Is Radiotherapy No Longer a Local Treatment?
The immune system is the body’s natural defense system. It provides protection against diseases, and recognizes and destroys invasive microorganisms and tumor cells formed in tissues. The field of science that studies the immune system is called immunology.
The purpose of cancer immunotherapy is to stimulate the patient’s own immune system against the tumor. Cancer cells differ from normal body cells. They can therefore be recognized and destroyed by the immune system. However, cancer cells that have the potential to manifest as normal cells can escape the immune system’s notice, or the response may not be sufficient to destroy the cancer cells completely. Immunotherapies activate the immune system and ensure that cancer cells are recognized and destroyed. This immune response can be achieved by external stimulation of antigens, as well as by immunomodulation with vaccines and oncolytic viruses.
The first studies on immunotherapy were conducted with interferon-alfa and interleukin-2 in melanoma and renal cell carcinoma cases (1). The superiority of sipuleucel-T over placebo was demonstrated in a study on patients with prostate cancer resistant to metastatic castration (2). In recent years, successful results have been achieved, especially in studies on PDL-1 and PD-1 (3-6).
Radiotherapy is a local treatment method. It causes DNA damage to the cells it targets on a specific site, creating an impact limited to that site. However, the “abscopal effect” means that radiotherapy can also be effective in areas remote from the site where it is locally applied. This effect was first described by Mole in 1953 (7). In this Latin word, “ab” means distant site and “scopus” means the target destination. The first types of cancer for which the abscopal effect was acknowledged were renal cell carcinoma, lymphoma, leukemia, neuroblastoma, breast cancer, and melanoma.
Although it is not fully understood how the impact is generated, it has been suggested that it might be attributable to immunological mechanisms. When administered with an effective dose, radiotherapy can act as a tumor vaccine (via tumor-specific antigen release, increased MHC-I expression, increased FasL expression) or kill immunological cells.
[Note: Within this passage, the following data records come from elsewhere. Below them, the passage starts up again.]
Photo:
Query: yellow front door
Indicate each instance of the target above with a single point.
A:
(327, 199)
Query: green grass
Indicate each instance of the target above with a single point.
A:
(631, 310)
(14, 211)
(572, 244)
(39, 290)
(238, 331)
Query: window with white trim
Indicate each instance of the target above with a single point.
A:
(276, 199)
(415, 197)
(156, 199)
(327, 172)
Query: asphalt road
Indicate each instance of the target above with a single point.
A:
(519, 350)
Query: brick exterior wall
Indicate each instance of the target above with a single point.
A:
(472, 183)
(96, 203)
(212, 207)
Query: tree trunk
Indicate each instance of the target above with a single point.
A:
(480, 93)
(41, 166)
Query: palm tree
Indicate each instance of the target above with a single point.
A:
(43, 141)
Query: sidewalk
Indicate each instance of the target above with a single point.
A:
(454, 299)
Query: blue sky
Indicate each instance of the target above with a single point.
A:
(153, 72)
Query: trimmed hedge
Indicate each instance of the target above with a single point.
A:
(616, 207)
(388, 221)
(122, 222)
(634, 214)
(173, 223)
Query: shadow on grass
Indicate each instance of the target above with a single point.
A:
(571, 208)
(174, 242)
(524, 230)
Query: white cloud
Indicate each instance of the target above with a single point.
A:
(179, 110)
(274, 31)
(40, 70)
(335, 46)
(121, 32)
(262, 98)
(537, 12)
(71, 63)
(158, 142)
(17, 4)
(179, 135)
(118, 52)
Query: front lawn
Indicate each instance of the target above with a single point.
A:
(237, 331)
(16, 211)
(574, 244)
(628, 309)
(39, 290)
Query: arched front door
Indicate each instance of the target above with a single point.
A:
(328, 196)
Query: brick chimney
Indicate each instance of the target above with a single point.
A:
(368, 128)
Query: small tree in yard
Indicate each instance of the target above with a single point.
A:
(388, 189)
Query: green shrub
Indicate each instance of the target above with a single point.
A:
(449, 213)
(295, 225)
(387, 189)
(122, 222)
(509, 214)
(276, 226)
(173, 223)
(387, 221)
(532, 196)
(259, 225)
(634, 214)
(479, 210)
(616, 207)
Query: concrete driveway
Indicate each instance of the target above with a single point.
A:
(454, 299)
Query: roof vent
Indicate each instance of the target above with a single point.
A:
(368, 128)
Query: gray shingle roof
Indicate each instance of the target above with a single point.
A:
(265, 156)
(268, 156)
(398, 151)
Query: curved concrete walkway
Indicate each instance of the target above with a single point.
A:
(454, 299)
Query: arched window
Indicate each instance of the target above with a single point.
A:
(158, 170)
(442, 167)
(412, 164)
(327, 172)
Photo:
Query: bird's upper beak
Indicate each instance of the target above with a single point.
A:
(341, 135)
The appropriate radiation therapy dose and technique to be used is still being investigated. Although there are studies showing that the abscopal effect increases with high-dose radiotherapy, as is the case in radiosurgery or hypofractionated treatments, there are other studies that argue that periodic administration of 1.8–2Gy with fractionated radiotherapy suppresses immune cells more effectively (8).Another question to be answered is whether it is possible to amplify this impact, especially when used with immunomodulating agents or chemotherapy. At this year’s Multidisciplinary Head and Neck Cancers Symposium in the USA, a study was presented showing that definitive radiochemotherapy has a systemic immunological effect (9). In a study on 17 patients with head and neck cancer, it was found that the levels of some cytokines increased during treatment, along with T cells. One of the most striking results of radiotherapy and immunotherapy combinations was reported by Postow et al. (10). In this study, when radiotherapy was applied to one of the metastases of a patient receiving disease progression treatment with ipilimumab, it was observed that both the targeted mass and other metastases outside the radiotherapy area were significantly diminished. Another study where radiotherapy was applied to liver metastases in a patient with metastatic lung adenocarcinoma resistant to radiochemotherapy reported a significant response in both targeted and distant metastases (11). However, it should be remembered that most studies on immunotherapy are intended for metastatic diseases.
More and more data is being obtained showing that radiotherapy, when used with chemotherapy or immunotherapeutic agents, produces not only local but also systemic effects. It seems possible that more radiotherapy and immunotherapy will be used in clinics once there is more clarity on the right dose and technique.